Appearing on the scene only last year, a blog called The Red Roar has caught the attention of Zelo Street regulars, and mostly for the wrong reasons. A Twitter feed that follows more than twice the number of its followers - just under 2,200 as I type - but manages to generate significant numbers of likes and RTs from its feed is one sign that someone out there is giving it a little assistance. There is more in the same vein.
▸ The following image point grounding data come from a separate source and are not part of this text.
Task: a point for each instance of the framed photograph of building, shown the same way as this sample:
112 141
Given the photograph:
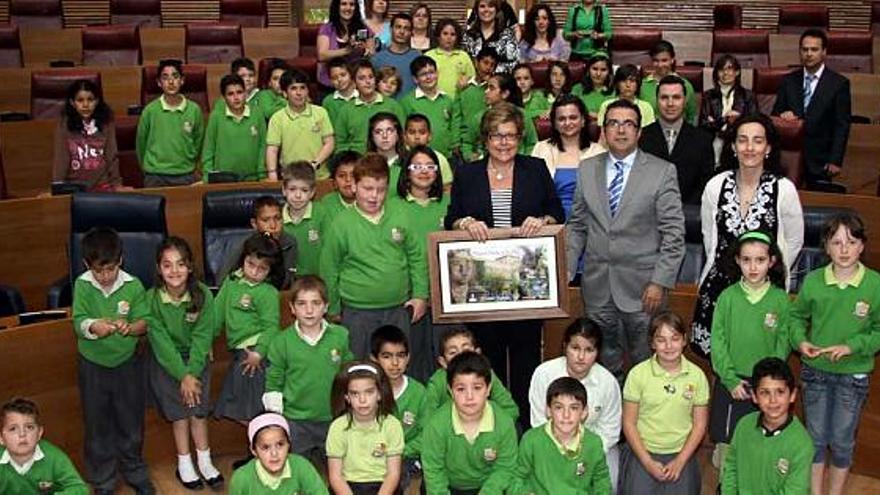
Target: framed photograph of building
505 278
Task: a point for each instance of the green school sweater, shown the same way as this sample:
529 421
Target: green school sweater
776 465
450 461
90 303
835 316
354 119
543 470
437 394
304 480
174 331
304 373
308 233
237 146
744 333
440 113
246 311
54 473
370 266
169 141
409 410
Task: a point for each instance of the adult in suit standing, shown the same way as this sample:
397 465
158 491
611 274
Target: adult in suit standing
505 189
627 221
674 140
821 98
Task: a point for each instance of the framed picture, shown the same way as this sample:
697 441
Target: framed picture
505 278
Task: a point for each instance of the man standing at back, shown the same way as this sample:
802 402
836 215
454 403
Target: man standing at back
821 98
627 222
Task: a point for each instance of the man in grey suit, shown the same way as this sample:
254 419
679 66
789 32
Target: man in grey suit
628 223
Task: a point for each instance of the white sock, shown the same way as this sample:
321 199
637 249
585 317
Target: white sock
206 466
186 469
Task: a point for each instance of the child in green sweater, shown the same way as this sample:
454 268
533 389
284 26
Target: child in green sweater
181 323
247 306
274 470
838 304
771 451
170 131
235 140
373 264
469 444
750 322
305 357
29 464
562 456
109 319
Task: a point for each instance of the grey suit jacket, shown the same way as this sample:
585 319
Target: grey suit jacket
643 243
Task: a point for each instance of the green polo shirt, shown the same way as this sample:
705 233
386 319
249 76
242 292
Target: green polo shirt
665 402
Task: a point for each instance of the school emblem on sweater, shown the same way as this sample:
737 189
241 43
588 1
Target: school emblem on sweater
862 309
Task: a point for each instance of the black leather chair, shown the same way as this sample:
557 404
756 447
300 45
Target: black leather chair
138 218
226 223
812 255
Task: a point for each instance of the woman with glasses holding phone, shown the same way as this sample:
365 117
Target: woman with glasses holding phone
505 190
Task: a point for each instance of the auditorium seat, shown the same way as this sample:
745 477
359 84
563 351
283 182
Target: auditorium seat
141 12
765 84
212 42
795 19
791 153
750 46
49 89
126 145
10 46
226 223
138 218
631 45
247 13
36 14
850 51
118 44
726 16
195 84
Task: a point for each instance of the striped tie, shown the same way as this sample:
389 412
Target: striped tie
615 189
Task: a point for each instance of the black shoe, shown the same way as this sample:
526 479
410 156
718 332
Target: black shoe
189 485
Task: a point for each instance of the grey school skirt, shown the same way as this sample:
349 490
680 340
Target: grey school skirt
166 392
241 398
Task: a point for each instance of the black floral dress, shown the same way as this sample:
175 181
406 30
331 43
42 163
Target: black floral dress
730 223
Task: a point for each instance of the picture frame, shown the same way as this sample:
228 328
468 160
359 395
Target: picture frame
507 277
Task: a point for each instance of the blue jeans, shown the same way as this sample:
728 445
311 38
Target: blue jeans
833 405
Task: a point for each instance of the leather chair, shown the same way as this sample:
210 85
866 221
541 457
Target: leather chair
195 85
765 84
247 13
141 12
750 46
631 45
36 14
795 19
694 254
726 16
213 42
138 218
118 44
226 223
49 89
126 144
10 46
850 51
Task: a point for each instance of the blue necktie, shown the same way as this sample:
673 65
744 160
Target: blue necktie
615 189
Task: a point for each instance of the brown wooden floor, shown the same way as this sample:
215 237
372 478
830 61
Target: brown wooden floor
166 483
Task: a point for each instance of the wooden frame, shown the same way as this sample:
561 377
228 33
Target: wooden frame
546 296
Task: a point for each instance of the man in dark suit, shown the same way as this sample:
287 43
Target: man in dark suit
674 140
821 97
The target of The Red Roar is the Labour Party, or perhaps one should stress the party as it is right now: anything and everything that can be spun against the current leadership is thrown into the mix. Kicking anything Momentum is de rigueur. Any whiff of alleged anti-Semitism that can be dredged up will be dredged up. In other words, The Red Roar serves up the view of Labour that the right-leaning Press Establishment wants to see.
It has been put to me that The Red Roar is the product of those “disaffected Blairites” of recent legend, but I’m not so sure. The language is that used by the Tories and their press pals: the defeat of the Haringey Development Vehicle is referred to in terms that would be used by the Murdoch press, with anything deemed undesirable termed “Hard Left”, the term imported from Fox News Channel (fair and balanced my arse).
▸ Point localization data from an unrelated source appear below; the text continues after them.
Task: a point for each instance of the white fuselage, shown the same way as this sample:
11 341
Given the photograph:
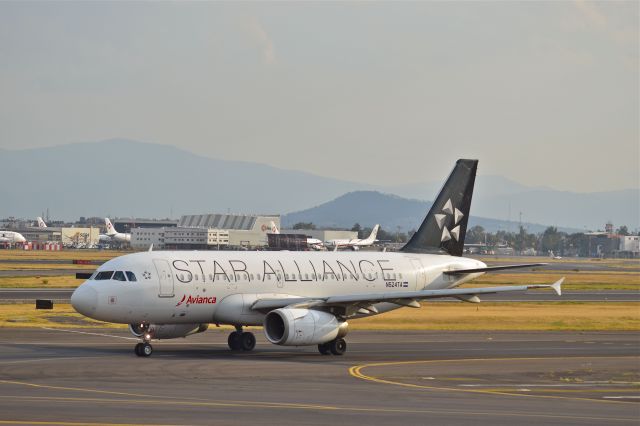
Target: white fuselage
120 237
174 287
11 237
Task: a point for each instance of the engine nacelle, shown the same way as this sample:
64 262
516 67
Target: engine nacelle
299 327
166 331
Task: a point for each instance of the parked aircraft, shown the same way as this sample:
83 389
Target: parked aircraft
114 235
355 243
300 298
312 243
11 237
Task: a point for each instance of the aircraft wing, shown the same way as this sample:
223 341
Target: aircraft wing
492 268
408 298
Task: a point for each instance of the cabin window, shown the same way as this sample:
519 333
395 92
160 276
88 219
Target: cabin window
119 276
104 275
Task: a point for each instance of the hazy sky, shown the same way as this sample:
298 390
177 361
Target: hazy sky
545 93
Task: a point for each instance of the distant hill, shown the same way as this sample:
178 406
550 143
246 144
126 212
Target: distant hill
127 178
370 207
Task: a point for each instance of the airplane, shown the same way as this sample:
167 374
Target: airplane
313 243
12 237
355 244
299 297
114 235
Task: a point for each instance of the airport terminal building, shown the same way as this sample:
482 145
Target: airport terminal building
207 232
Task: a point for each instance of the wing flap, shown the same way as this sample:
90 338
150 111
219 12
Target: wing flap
492 268
394 297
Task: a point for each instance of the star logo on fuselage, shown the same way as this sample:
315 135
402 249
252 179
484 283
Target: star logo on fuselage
449 211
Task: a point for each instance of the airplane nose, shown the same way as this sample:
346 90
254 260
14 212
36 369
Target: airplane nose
85 299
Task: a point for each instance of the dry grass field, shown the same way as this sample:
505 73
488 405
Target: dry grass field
437 316
601 280
62 281
509 316
70 254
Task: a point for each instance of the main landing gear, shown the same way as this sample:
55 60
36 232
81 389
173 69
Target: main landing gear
336 347
144 348
241 340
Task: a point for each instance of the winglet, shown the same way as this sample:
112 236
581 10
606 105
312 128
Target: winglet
556 286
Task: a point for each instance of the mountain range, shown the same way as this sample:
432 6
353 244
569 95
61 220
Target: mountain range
126 178
391 212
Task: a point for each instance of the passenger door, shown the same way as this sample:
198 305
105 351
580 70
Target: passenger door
164 278
421 275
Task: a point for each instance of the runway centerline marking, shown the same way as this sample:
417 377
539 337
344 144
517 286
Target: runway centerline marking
252 404
356 372
89 333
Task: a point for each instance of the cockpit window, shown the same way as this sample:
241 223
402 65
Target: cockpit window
119 276
104 275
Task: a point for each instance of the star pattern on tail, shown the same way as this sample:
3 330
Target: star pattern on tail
449 211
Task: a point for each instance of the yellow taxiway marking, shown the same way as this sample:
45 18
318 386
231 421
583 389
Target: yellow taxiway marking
356 371
250 404
54 423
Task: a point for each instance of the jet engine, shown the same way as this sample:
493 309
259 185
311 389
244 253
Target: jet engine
298 327
166 331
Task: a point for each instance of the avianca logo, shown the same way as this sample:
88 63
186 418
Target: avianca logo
198 300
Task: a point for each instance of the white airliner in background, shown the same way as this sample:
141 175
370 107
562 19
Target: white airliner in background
11 237
113 235
355 243
300 298
313 243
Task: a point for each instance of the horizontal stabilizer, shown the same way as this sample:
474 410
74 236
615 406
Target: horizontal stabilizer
83 275
406 298
492 268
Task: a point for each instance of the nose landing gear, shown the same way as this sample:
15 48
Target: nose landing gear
144 348
336 347
241 341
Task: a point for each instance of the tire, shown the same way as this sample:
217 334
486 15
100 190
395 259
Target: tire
235 341
146 349
248 341
138 349
338 346
324 349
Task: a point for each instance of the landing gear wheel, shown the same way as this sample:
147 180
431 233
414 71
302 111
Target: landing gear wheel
248 341
324 348
235 341
145 349
338 346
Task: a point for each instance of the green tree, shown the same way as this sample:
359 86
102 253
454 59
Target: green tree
304 225
623 230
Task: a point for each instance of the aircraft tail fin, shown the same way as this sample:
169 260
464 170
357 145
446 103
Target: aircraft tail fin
372 237
274 228
444 228
110 229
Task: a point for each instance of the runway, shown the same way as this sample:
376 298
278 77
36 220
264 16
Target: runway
528 378
64 295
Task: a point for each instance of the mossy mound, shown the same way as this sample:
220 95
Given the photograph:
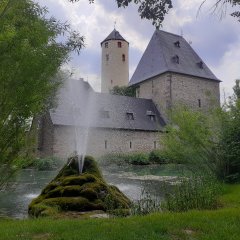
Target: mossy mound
69 191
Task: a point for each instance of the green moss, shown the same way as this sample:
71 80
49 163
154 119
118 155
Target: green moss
89 194
78 180
70 191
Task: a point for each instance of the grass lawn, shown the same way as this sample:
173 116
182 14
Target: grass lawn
219 224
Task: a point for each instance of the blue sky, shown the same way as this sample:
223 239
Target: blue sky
217 41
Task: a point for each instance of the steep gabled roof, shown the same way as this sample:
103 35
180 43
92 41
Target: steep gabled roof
114 35
167 52
79 105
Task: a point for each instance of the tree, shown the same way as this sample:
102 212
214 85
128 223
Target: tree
123 91
30 57
155 10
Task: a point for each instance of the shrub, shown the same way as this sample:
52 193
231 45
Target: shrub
196 192
146 204
157 156
123 158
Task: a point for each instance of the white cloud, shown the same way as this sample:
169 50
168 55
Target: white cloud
229 68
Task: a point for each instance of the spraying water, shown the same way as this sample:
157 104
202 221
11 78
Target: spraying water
79 102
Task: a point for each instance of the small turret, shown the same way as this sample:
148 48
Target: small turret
115 62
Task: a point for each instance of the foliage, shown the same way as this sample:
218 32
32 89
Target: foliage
30 57
146 204
222 223
123 158
158 157
71 191
200 191
153 10
123 91
229 145
191 137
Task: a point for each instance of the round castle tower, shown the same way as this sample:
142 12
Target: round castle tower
115 63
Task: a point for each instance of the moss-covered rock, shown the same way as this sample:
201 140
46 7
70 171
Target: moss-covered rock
71 191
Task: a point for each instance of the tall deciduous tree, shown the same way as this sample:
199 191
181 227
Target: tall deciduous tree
30 57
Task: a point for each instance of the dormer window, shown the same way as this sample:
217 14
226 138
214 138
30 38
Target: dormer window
129 116
177 44
151 115
176 59
104 114
200 64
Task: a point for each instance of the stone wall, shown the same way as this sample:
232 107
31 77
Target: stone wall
103 141
169 89
115 66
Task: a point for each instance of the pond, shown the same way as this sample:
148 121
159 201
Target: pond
132 180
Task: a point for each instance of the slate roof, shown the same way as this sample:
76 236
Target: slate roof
114 35
161 56
90 109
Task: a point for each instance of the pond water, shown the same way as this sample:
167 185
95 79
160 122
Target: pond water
132 180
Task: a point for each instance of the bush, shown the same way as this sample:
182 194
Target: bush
157 156
123 158
197 192
48 163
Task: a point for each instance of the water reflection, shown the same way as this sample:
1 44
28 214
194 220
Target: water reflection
131 180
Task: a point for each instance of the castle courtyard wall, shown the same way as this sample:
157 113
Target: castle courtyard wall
170 89
104 141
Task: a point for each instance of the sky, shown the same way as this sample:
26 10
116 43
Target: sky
216 39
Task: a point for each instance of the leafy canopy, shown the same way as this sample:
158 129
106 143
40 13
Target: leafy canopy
30 57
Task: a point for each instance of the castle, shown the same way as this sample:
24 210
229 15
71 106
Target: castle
169 73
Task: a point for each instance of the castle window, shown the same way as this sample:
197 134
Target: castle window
176 59
200 64
138 92
129 116
199 103
177 44
107 57
104 114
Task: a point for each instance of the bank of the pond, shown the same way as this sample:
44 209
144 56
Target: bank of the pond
218 224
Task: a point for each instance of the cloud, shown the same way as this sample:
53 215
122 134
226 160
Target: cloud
216 42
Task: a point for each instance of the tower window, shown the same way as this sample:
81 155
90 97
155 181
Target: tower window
107 57
104 114
200 64
199 103
129 116
176 59
177 44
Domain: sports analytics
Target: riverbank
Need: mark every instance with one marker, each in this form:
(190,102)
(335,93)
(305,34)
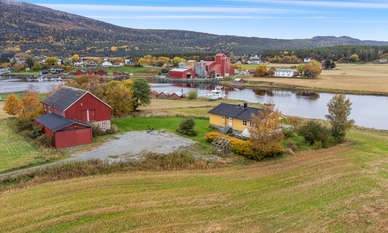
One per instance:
(358,79)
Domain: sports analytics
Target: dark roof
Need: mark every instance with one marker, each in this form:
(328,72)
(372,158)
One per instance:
(56,123)
(234,111)
(64,97)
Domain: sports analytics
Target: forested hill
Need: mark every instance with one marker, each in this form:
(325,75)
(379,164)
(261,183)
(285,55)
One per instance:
(44,31)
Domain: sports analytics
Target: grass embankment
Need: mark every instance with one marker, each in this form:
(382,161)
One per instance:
(341,189)
(17,153)
(347,78)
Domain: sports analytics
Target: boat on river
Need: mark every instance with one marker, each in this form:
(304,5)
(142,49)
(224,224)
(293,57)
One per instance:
(216,94)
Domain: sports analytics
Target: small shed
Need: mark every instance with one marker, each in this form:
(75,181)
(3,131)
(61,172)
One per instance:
(154,94)
(91,72)
(80,72)
(65,132)
(102,73)
(176,95)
All the targets beloved of the perpetually thirsty Paul Staines and his rabble at the Guido Fawkes blog are present and correct: there are attacks on Haringey Councillors, Emily Thornberry, Emma Dent Coad (the old “sharing a platform” smear once more), Chris Williamson, Unite the union, Jon Lansman, John McDonnell, The Canary, The Skwawkbox, Len McCluskey, and of course Owen Jones.
A further parallel with The Great Guido is the occasional morsel of information about goings-on around Parliament. And then we come to an amateurish attempt to curry favour with the Murdoch press, “Canny Brooks outfoxes Guardian hacks at West End showing”.
This post tells “Politicos and hacks alike have been queuing up to see Ink, the play that chronicles the establishment of the Sun and the impact it had on the industry and the country … They include Rebekah Brooks, the former ‘Current [sic] Bun’ editor who now runs its parent company News UK. She attended the play at the Duke of York theatre, where she went unrecognised because her distinctive flame-red hair was pinned up”.
How The Red Roar came by this nugget is not told. But readers do get “She will have been delighted by the play’s relatively sympathetic portrayal of her boss and mentor Rupert Murdoch … But the same cannot be said of the group of senior Guardian contributors who saw the play the same night. They were even more aghast when they discovered Brooks had been present in the audience but they had failed to spot her”.
Tee hee hee! Rebekah wonderful, invented Guardian people total and utter poo holes! But seriously, what is this, other than a desperate attempt to suck up to the Murdoch mafiosi? The Red Roar may not have any connection with The Great Guido or any other Tory misinformation purveyor, but it treads the same boards. The occasional swipe at Tories to maintain cover isn’t making it. It doesn’t work for the Fawkes rabble, either.
So who is behind The Red Roar? We’ll find out - sooner or later.